KPD is categorized based on the presence or absence of islet-cell autoantibodies (A+, A-) and β-cell functional reserve (β+, β-). This classification is called the Aβ system [8]. In our case, the patient was categorized in the A-β+group. Patients in the A-β+ group often do not need insulin therapy after initial treatment [9]. However, he still required ongoing insulin therapy four years from the onset of KPD. Compared with A-β+ patients whose β-cell function is preserved, A-β+ patients whose β-cell function gradually declines have a higher prevalence of the HLA class II allele DQB1*0302 [10]. The HLA haplotype of the patient was found to be DRB1*0405-DQB1*0302, and this may be related to the patient requiring insulin therapy.

In some cases of KPD, weight gain is related to the recurrence of ketosis and results in persistent insulin therapy [11]. It is speculated that this occurs because of β-cell overload due to the increased insulin resistance caused by body weight gain, which impairs insulin secretion and results in ketosis.
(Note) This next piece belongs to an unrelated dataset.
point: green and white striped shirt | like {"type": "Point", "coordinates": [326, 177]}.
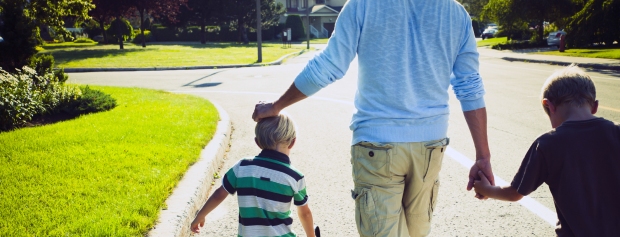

In our case, the patient had three episodes of ketosis after onset, all of which were seen after weight gain.

Conclusions

Our report suggests that there are some patients who continue insulin therapy, and recurrent ketosis may be related to body weight gain in the pediatric population. Therefore, patients with KPD may require strict management, including weight control, compared with patients with typical type 2 diabetes.